Bian dapat melihat Mama mengerucutkan bibirnya sesaat. Yah, Bian paham pasti ada sedikit rasa kecewa dalam benak mamanya itu.

Mama menarik nafas panjang. Sadar diri bahwa ini merupakan kesalahannya. “Yaudah Mama pulang dulu, deh.” Mama kedengarannya pasrah. Sebab ingin mengajak Bian pulang saat itu juga sepertinya tidak mungkin. Bisa-bisa Bian marah karena diganggu jadwalnya. Apalagi kalau mengingat bermain bola basket adalah kegemaran Bian—Mama tidak sampai hati untuk meminta Bian bolos ekskul barang sekali saja.

“Mama gapapa?” tanya Bian, nyaris tak terdengar.

“Gapapa.”

“Nanti Bian pulang naik taxi aja, masih ada duit.”

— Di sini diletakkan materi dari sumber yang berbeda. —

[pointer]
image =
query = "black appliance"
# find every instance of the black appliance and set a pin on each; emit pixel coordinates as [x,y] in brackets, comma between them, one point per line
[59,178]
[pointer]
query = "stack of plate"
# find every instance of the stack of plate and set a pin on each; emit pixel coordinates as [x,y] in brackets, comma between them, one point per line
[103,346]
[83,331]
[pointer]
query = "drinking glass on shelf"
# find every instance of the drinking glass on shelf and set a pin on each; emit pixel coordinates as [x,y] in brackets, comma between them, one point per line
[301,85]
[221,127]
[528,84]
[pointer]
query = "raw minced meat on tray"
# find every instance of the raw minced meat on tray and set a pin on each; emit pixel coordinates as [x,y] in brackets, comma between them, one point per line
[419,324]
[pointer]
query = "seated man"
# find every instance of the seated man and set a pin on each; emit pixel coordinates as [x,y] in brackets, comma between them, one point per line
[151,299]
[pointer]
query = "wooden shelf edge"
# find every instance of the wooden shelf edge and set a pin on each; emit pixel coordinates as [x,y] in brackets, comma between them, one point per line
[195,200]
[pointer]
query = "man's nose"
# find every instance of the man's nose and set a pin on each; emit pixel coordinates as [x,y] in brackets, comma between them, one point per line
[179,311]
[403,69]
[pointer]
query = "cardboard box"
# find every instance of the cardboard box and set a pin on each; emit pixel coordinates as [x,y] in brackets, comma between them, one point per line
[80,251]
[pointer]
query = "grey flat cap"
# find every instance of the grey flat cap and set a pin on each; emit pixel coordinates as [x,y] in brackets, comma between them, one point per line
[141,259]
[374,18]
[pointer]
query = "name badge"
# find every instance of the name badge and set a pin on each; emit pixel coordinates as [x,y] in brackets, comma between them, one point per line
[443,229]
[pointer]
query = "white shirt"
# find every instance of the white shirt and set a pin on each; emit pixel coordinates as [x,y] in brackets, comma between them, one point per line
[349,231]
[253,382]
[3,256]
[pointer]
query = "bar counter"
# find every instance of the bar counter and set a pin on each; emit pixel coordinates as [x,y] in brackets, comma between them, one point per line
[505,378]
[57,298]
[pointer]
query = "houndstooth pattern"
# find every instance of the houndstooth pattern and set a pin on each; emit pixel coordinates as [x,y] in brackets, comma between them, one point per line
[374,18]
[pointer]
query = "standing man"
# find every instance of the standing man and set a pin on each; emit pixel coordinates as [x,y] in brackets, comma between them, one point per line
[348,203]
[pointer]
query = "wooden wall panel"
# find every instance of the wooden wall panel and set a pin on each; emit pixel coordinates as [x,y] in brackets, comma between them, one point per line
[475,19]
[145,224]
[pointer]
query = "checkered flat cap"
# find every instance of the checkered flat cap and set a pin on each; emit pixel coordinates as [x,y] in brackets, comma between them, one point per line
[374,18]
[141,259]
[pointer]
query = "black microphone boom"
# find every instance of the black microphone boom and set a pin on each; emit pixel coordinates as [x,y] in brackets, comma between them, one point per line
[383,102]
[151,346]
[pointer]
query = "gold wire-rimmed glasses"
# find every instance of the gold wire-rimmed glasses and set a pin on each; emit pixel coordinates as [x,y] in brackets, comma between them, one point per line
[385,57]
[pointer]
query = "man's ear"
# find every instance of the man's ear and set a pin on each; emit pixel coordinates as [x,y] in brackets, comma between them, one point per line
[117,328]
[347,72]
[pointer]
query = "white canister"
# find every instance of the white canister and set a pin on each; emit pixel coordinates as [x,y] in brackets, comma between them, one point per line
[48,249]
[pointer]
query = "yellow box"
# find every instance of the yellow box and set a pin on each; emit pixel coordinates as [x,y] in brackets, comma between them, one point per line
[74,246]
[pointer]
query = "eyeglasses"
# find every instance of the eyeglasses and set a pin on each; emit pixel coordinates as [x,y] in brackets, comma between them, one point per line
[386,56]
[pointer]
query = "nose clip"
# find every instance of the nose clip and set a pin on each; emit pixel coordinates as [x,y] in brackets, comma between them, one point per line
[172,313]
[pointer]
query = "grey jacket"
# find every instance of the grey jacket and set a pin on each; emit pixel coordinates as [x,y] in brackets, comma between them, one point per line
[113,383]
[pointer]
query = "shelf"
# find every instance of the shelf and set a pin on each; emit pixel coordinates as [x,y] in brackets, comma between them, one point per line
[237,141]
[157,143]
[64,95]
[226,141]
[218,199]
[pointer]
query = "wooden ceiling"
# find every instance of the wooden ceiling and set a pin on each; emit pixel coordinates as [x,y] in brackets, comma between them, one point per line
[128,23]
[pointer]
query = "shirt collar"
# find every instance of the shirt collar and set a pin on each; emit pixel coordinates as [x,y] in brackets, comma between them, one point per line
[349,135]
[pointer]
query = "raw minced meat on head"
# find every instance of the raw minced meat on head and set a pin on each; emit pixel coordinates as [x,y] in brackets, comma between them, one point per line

Lantas tangan Mama terulur ke luar mobil. Mengusap lembut rahang anak laki-lakinya itu, kemudian tersenyum. “Tetep Mama jemput aja. Udah sana masuk lagi,” kata Mama.

Bian mengangkat sebelah alisnya. Dia agak ragu, tapi tik juga memberikan penolakan sedikit pun.

“Yaudah kalo gitu—”

“—Bian nitip tas sebentar, mau ganti baju, boleh?”

Mama mengangguk.

Setelah mengeluarkan jersey dari dalam tasnya, Bian langsung memberikan tas itu pada Mama—tanpa menutupnya.

“5 menit!” kata Bian, kemudian berlari kembali menuju gerbang sekolah.

Namun, sebelum langkah kakinya terlalu jauh Mama lebih dahulu berteriak memanggil namanya.

“BIAN!”

Dia menoleh, menatap Mama yang mengangkat sesuatu di tangannya. Menatap Mama yang memasang ekspresi wajah kecewa. Menatap Mama yang pada akhirnya meremat sebungkus rokok miliknya.

Bian tertangkap basah. Ketahuan. Dan sepertinya tidak akan selamat dari sang papa.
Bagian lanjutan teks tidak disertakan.